The Atomium was designed to promote the peaceful applications of atomic age science during the 1958 World’s Fair. The 120-meter-tall structure is a replica of an iron crystal magnified to 165 billion times its actual size. Six of the “atoms” were open to the public, with two containing restaurants and viewing windows and four hosting exhibits. “While the non-profit organization Atomium had originally invited the ‘big four’ of contemporary nuclear research - USA, USSR, France, and the UK - to demonstrate their know-how in the Atomium, they rejected the offer in favor of the exhibits of their nation’s pavilions and of the International Hall of Science.
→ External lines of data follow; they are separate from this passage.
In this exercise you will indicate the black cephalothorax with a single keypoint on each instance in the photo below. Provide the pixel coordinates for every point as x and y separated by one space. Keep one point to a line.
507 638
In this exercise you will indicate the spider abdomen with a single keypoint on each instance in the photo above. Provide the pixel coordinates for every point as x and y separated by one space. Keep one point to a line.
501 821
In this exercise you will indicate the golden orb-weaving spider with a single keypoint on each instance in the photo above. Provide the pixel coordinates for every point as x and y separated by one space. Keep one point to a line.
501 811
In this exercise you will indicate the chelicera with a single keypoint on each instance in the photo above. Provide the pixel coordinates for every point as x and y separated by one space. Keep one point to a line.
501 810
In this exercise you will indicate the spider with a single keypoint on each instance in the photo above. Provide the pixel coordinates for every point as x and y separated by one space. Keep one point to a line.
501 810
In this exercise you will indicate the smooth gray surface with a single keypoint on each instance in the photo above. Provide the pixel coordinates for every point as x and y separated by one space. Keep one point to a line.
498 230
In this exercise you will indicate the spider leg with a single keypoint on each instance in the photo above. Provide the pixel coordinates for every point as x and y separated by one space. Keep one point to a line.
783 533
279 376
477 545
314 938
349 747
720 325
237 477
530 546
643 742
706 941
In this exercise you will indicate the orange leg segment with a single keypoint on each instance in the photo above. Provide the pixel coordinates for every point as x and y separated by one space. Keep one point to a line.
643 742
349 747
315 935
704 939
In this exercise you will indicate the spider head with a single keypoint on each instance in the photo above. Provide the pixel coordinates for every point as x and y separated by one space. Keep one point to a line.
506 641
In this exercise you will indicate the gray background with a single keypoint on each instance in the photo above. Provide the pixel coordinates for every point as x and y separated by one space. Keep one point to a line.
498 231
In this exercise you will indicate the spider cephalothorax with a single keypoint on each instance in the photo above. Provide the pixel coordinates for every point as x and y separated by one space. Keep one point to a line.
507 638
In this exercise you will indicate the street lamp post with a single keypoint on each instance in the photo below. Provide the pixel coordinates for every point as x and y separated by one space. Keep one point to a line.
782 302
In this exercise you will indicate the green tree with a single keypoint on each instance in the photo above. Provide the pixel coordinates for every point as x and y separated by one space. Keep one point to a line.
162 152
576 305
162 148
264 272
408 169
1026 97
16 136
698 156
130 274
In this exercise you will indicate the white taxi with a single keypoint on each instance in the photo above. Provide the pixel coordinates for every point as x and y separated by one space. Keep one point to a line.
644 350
Eventually, the Atomium’s international Atom=Hope exposition showcased atomic research in Belgium, Germany, and Italy as well as the research of private companies such as Westinghouse, SORIN, AGIP, Sylvania, and EKLA” (Devos, et al, Architecture of Great Expositions 1937-1959, p. 139). Though the Atomium was intended to be a temporary structure, its popularity with the public ensured its survival, and today it is still a top tourist attraction.
This pamphlet provides a cut-through visualisation of the Atomium showing visitors how they could proceed through the structure and where the various exhibits were located, and proudly gives the building’s size and structural features. Along the lower edge five photographs show a panorama of the view outside the structure. Photos on the back show the Atomium under construction, and one graphic provides a size comparison with the Gothic Brussels Town Hall.
Brussels: A. S. B. L. Atomium, 1958. Pamphlet comprising a single sheet folded twice. Very lightly rubbed at the extremities. Excellent, fresh condition.